Plaintiffs have failed in still another aspect of their case under applicable Pennsylvania law. Clause (d) of the Restatement Rule requires that the utility to the possessor in maintaining the condition be slight as compared to the risk to young children. In applying this test, the Pennsylvania Supreme Court recently held that it would be unreasonable to require a railroad to fence its right of way in order to bar trespassing children. Dugan v. Pennsylvania R.R. Co., supra [387 Pa. 25, 127 A.2d 347]. The Court stressed the necessity of proving that the danger could be eliminated at moderate cost and effort on the part of the defendant and noted that in all cases of recovery the hazard was confined "to a small fixed location and could have been eliminated with little effort." The following excerpt from the Restatement comment on clause (d) was cited with approval:
"In determining whether a particular condition maintained by a possessor upon land which he knows to be subject to the trespasses of children involves an unreasonable risk to them, comparison of the recognizable risk to the children, with the utility to the possessor of maintaining the condition is of peculiar importance. The public interest in the possessor's free use of his land for his own purpose is of great importance. A particular condition is, therefore, regarded as not involving unreasonable risk to trespassing children unless it involves a grave risk to them which would be obviated without any serious interference with the possessor's legitimate use of his land * * *"*fn6
To the same effect is the statement in Prosser on Torts cited in Dugan that: "The public interest in the free use of land is such that, in general, he will not be required by take precautions which are so burdensome or expensive as to be unreasonable in the light of the risk, or to make his premises 'child proof'".*fn7
The record before us reveals that there were numerous bridges, retaining walls and steep embankments within the one mile segment of the Penn-Lincoln Parkway under defendant's control.

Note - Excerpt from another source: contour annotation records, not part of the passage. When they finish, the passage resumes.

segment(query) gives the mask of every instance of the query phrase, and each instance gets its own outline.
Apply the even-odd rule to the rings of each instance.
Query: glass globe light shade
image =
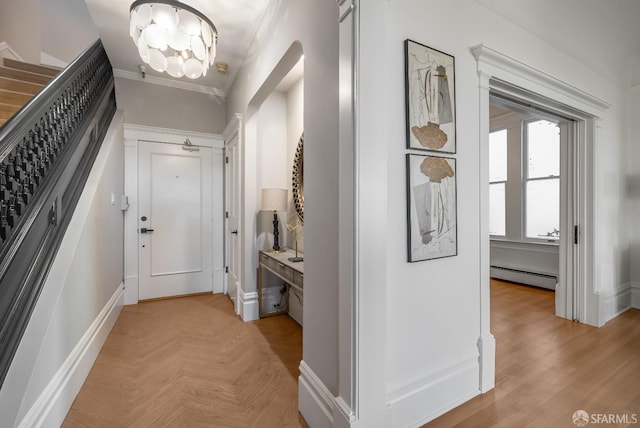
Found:
[[[163,72],[167,70],[167,57],[158,49],[149,49],[149,65],[155,71]]]
[[[178,14],[167,4],[157,4],[152,8],[153,22],[160,28],[171,30],[178,25]]]
[[[167,58],[167,74],[173,77],[184,76],[183,64],[184,60],[181,56],[170,56]]]
[[[176,78],[207,75],[218,40],[209,18],[177,0],[135,0],[129,12],[129,36],[153,70]]]

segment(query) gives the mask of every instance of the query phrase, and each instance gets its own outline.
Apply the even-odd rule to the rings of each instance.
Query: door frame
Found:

To require a contractor to fence or otherwise guard all areas of high elevation in this case would be unreasonable and expensive and would seriously impede the construction of highly beneficial public highways in urban areas. Indeed, the courts have reached this result in cases in which the danger had not been as readily apparent to young children as here. Thus, in Powell v. Ligon, 1939, 334 Pa. 250, 256, 5 A.2d 373, 376, it was held that contractors engaged in the excavation of long sewer trenches did not have to erect fences to bar trespassers and "To require them to fence in all such areas or to take other precautions to protect trespassers would involve a prohibitive expense and would unduly impede them in the efficient carrying out of their work."

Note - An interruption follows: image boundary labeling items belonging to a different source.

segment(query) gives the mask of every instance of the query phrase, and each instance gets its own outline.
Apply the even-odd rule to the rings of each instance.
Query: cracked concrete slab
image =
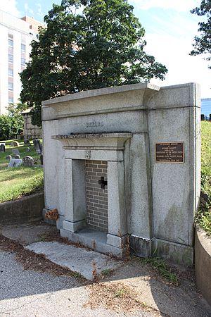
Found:
[[[105,254],[58,242],[35,242],[25,248],[37,254],[45,254],[52,262],[68,267],[90,280],[94,279],[94,270],[100,274],[103,270],[113,270],[122,264],[120,261]]]

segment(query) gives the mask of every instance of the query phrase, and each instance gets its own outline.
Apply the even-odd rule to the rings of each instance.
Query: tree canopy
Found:
[[[205,54],[205,59],[211,60],[211,0],[203,0],[200,7],[195,8],[191,11],[191,13],[199,16],[205,16],[206,21],[199,22],[198,30],[200,35],[194,37],[194,49],[191,51],[191,55],[198,55]],[[211,66],[209,67],[211,68]]]
[[[165,79],[166,67],[143,51],[145,31],[127,0],[62,0],[44,21],[20,74],[33,124],[41,125],[43,100]]]

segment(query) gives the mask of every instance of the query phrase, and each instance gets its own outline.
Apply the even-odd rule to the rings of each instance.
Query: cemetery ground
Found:
[[[160,275],[162,261],[152,263],[134,256],[124,261],[110,258],[113,269],[98,271],[98,256],[106,256],[72,245],[56,227],[37,222],[1,228],[0,316],[13,317],[128,316],[208,317],[210,306],[201,297],[193,271],[165,266],[177,281]],[[91,254],[93,261],[80,256],[95,282],[75,271],[52,263],[34,245],[59,243]],[[71,262],[71,254],[69,256]],[[95,261],[95,263],[94,262]],[[157,260],[158,261],[158,260]],[[91,263],[90,263],[91,262]]]
[[[40,156],[36,153],[33,142],[31,146],[24,144],[23,140],[18,140],[19,147],[13,147],[11,143],[14,140],[1,141],[6,143],[6,151],[0,152],[0,203],[17,199],[23,196],[37,192],[43,189],[43,169],[40,167],[17,167],[8,168],[8,161],[6,156],[12,155],[12,149],[17,149],[20,158],[30,156],[40,164]],[[30,151],[27,152],[30,147]]]

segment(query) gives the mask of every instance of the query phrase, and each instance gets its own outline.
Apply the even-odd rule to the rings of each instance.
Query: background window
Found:
[[[12,68],[8,68],[8,73],[10,77],[13,77],[13,70]]]
[[[21,58],[21,65],[23,66],[25,66],[25,58]]]
[[[12,55],[12,54],[8,54],[8,61],[9,61],[9,62],[13,63],[13,55]]]
[[[10,47],[13,47],[13,39],[8,39],[8,44]]]
[[[13,82],[8,82],[8,87],[9,90],[13,90]]]
[[[25,51],[25,44],[21,44],[21,51]]]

The Pennsylvania doctrine that the utility to the possessor of maintaining the condition outweighs the possible risk to young children was succinctly stated in the Dugan case, supra, 387 Pa. at page 39, 127 A.2d at page 349 as follows:
"Children and especially those responsible for their parental protection, must be held accountable for their actions where such actions conflict with the dominant public interest in preserving to the possessor the legitimate and necessary use of his land."
For the reasons stated the Order of the District Court will be affirmed.